Proteksi yang dilakukan melalui penciutan jumlah pintu masuk impor dari delapan jadi empat lewat Peraturan Menteri Pertanian Nomor 15 Tahun 2012 dan Permentan 16/2012 serta penetapan kuota impor 20 komoditas hortikultura lewat Peraturan Menteri Perdagangan Nomor 30 Tahun 2012 tentang Ketentuan Produk Impor Hortikultura tidak banyak membantu karena inkonsistensi dalam aneka beleid itu. Di sisi lain, pemerintah agresif membuka berbagai perjanjian perdagangan bebas, baik bilateral maupun regional. Indonesia ibarat rumah besar dengan pintu yang terbuka lebar. Siapa pun bisa bebas keluar-masuk tanpa halangan berarti. Lihat saja aneka sayur, kentang, dan aneka benih, termasuk yang berbakteri dan berpenyakit, dengan mudah masuk ke wilayah Indonesia.
Sampai semester ketiga tahun ini, belum tanda-tanda peningkatan produksi pangan yang spektakuler. Belum ada terobosan berarti. Upaya pengembangan lahan pangan skala besar (food estate) di Merauke mandek tersandera persoalan sosial-politik. Gerakan Peningkatan Produksi Pangan Berbasis Korporasi yang digagas Menteri Badan Usaha Milik Negara Dahlan Iskan belum banyak membantu. Bahkan, untuk urusan tender pupuk organik yang sebenarnya sepele, pemerintah tak becus. Pemerintah juga terjebak paradigma "yang besar yang paling kuat dan memberi solusi". Ini paradigma peninggalan zaman kolonial. Padahal bukti-bukti empiris selama ratusan tahun menunjukkan hal yang sebaliknya: petani memberi solusi. Siapa yang memproduksi pangan 243 juta warga kalau bukan petani, peternak, pekebun, dan petambak?

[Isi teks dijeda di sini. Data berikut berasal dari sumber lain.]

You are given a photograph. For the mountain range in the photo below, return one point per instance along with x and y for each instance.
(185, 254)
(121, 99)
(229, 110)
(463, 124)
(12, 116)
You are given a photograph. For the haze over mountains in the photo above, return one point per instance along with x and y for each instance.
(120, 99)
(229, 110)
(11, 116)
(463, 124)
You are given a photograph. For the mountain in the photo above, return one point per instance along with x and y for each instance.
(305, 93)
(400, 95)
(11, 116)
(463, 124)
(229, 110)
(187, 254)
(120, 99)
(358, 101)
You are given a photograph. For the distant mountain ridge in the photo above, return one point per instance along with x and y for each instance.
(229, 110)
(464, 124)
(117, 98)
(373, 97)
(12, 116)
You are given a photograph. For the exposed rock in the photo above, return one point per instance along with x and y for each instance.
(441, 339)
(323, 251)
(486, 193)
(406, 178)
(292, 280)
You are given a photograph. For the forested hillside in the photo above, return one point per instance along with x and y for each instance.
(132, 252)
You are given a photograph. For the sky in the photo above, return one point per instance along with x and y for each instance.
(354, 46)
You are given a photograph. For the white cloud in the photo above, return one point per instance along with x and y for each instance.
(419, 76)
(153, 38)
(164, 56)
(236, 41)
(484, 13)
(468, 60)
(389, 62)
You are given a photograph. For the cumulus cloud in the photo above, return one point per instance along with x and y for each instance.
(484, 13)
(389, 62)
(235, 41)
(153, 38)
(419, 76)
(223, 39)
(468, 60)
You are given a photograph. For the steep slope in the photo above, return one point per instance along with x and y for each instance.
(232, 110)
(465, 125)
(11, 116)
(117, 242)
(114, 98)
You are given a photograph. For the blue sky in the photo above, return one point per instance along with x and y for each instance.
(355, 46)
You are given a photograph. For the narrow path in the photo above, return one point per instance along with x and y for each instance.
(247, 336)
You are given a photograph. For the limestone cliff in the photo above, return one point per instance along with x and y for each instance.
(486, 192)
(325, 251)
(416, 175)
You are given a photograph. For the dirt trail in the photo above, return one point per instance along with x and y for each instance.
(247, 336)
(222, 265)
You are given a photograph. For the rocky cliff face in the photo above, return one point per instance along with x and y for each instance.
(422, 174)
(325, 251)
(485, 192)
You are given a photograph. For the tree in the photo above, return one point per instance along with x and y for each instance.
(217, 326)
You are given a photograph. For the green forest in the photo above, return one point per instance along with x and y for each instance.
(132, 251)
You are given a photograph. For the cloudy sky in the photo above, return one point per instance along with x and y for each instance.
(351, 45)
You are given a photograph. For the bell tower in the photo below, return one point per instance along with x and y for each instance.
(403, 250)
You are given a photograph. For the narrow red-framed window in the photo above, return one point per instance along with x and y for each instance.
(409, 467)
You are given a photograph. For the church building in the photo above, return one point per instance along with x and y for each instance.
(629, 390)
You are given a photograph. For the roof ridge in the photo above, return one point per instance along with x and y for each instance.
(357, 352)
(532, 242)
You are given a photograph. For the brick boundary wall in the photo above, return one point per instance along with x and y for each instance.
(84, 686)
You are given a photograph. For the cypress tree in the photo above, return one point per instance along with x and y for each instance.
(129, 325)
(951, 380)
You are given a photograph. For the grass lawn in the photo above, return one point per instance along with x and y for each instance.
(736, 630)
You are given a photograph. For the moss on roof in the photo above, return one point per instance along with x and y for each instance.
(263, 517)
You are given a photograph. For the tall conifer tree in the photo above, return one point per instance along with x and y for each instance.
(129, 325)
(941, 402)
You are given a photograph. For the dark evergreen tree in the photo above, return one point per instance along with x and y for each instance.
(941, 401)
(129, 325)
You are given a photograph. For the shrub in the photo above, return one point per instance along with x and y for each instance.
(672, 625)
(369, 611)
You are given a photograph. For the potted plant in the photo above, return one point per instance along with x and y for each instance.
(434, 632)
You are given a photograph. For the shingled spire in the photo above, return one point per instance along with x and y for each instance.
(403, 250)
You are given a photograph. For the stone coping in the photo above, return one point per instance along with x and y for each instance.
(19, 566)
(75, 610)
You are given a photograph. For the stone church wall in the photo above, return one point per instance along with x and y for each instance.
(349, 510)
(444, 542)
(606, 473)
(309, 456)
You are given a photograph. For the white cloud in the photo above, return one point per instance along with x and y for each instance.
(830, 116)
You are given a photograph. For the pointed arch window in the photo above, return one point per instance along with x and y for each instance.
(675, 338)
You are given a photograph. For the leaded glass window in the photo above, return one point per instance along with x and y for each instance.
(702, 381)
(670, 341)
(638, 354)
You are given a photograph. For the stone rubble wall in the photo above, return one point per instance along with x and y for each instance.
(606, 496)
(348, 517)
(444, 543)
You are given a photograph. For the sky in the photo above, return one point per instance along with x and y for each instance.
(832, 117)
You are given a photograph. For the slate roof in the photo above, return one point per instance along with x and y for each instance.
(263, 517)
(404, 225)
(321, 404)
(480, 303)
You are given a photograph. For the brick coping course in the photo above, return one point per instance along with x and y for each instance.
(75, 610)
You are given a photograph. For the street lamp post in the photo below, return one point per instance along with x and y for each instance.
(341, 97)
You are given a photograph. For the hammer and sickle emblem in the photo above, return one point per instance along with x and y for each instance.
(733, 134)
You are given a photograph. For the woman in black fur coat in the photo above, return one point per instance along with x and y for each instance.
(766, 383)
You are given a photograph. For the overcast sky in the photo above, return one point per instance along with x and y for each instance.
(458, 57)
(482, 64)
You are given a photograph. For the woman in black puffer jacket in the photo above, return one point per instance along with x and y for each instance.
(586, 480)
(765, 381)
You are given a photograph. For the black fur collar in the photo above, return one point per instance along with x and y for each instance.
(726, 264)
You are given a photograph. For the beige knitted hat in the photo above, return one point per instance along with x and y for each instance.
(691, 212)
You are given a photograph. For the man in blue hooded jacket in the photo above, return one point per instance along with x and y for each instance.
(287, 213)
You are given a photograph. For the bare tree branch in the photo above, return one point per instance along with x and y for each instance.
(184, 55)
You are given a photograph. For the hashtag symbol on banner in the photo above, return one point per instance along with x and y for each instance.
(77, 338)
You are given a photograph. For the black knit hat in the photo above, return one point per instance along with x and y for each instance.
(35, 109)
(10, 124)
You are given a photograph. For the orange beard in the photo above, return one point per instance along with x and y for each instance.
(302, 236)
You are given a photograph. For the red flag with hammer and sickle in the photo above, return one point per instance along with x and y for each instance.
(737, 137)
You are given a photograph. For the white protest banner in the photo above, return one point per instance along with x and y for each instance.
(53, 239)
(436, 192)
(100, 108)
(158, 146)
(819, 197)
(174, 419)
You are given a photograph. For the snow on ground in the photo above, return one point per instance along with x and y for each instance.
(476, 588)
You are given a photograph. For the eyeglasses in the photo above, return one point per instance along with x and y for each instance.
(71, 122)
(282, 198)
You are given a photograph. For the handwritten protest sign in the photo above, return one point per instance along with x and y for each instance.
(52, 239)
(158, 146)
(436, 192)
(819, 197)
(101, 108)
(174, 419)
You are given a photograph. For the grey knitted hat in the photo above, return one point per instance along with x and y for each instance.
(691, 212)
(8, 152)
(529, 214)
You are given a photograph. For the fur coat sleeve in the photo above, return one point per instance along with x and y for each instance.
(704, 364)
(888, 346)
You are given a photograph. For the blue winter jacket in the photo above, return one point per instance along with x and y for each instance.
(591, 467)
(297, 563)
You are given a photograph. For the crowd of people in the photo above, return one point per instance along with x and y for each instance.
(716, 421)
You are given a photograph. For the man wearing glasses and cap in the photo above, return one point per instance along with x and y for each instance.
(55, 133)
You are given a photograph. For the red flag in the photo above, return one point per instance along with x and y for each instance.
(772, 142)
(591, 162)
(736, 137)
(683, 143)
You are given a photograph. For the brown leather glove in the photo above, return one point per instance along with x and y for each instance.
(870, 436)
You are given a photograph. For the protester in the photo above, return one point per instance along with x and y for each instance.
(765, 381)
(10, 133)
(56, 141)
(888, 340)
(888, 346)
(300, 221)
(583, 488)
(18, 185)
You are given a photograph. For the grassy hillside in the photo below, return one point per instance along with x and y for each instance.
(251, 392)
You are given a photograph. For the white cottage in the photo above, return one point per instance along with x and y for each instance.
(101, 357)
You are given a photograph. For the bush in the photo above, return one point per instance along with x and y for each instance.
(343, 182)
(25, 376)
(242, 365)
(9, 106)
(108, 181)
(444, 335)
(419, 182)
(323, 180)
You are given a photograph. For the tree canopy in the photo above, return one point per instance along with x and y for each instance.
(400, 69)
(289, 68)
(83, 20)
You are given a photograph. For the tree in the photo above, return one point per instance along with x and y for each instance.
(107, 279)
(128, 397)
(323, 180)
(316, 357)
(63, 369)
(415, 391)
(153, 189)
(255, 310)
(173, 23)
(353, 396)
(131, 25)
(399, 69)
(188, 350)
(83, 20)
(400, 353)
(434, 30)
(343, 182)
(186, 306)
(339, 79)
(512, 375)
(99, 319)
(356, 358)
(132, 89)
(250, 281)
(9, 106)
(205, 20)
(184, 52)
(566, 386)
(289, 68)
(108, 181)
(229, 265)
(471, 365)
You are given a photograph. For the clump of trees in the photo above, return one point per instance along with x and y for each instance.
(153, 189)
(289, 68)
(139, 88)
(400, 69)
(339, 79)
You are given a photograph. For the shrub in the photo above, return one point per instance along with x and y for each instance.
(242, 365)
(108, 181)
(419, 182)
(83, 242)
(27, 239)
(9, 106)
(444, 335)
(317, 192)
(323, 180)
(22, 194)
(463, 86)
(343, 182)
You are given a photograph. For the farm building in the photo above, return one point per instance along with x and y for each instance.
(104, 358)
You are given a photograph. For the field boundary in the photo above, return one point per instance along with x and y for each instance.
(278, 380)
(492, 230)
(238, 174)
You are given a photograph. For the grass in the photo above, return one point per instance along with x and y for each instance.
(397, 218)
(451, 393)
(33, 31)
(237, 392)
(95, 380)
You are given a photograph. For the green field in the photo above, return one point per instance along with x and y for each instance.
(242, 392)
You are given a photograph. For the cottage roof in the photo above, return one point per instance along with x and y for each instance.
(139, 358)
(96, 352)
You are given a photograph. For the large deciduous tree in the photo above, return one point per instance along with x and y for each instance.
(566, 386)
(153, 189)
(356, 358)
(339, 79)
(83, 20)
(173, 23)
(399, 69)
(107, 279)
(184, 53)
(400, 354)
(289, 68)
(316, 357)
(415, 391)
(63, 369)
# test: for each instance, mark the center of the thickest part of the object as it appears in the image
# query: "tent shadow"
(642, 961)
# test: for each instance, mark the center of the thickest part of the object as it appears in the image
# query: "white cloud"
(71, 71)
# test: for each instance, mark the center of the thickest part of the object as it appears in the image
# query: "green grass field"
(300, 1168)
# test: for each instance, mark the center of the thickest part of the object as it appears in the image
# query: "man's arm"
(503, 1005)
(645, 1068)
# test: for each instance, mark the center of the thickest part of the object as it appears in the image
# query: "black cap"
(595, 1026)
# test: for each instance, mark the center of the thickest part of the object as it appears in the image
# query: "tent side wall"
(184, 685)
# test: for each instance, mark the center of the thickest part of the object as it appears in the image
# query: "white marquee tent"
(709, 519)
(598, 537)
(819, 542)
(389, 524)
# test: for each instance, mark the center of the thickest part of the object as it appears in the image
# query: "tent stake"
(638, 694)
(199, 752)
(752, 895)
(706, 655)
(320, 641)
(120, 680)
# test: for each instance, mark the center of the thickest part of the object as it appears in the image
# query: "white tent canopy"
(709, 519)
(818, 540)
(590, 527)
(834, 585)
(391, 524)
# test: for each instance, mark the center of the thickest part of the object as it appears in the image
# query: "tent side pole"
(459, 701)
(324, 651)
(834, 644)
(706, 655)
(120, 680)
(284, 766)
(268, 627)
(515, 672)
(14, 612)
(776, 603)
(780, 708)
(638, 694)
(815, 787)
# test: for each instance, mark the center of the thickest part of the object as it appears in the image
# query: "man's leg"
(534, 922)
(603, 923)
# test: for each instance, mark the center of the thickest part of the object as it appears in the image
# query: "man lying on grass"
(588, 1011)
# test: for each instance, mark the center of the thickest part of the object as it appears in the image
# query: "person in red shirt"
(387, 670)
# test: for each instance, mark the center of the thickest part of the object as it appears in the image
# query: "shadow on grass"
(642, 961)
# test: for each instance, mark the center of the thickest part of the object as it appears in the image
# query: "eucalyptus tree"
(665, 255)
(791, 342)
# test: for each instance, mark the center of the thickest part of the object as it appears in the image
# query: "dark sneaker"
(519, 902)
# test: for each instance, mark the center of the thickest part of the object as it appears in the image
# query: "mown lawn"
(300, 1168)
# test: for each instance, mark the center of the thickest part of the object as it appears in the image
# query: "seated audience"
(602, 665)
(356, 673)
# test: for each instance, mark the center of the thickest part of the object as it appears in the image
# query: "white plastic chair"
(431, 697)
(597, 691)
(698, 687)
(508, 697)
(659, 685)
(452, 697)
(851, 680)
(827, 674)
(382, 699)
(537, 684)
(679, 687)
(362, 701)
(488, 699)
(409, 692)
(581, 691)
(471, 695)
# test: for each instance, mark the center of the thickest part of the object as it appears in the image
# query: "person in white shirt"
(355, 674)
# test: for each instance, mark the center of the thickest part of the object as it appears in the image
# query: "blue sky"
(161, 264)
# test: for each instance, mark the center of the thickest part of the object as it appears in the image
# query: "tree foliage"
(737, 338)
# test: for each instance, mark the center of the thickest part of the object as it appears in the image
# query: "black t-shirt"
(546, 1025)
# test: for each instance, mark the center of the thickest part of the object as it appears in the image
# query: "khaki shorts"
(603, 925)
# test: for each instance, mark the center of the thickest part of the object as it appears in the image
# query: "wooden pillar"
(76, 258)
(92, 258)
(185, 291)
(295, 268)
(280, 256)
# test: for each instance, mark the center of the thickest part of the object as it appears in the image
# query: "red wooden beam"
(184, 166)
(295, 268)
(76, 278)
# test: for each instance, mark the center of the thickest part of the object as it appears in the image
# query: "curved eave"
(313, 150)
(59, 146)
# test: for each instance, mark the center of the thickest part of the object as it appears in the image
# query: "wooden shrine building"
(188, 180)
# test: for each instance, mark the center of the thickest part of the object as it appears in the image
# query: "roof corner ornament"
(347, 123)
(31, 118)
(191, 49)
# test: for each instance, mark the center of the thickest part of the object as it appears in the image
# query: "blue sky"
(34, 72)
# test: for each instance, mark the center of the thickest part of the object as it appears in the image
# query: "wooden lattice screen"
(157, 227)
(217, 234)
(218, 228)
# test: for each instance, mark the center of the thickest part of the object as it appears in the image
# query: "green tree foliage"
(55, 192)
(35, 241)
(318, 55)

Pada masa mendatang, ketika jumlah penduduk terus bertambah dan kebutuhan pangan meningkat, tantangan produksi pangan semakin kompleks. Lahan pertanian kian sempit dan kelelahan, produktivitas melandai karena degradasi lahan dan lingkungan, air kian langka, serta anomali iklim dan cuaca kian sulit diprediksi. Itu semua membuat produksi pangan berisiko tinggi. Pemilikan lahan yang sempit membuat kesejahteraan petani sebagai produsen tidak pernah membaik. Hal itu membuat konversi lahan sawah tetap berlangsung massif. Keberadaan Undang-Undang Nomor 41 Tahun 2009 tentang Perlindungan Lahan Pertanian Pangan Berkelanjutan dan berbagai aturan turunannya tak berdaya. Eksistensi kepunahan sawah tinggal menunggu waktu. Masih menjadi pertanyaan besar apakah UU 18/2012 tentang Pangan bisa jadi obat mujarab atas aneka masalah pangan? Sepertinya, kita akan (tetap) jadi bangsa ayam broiler: bangsa pengimpor.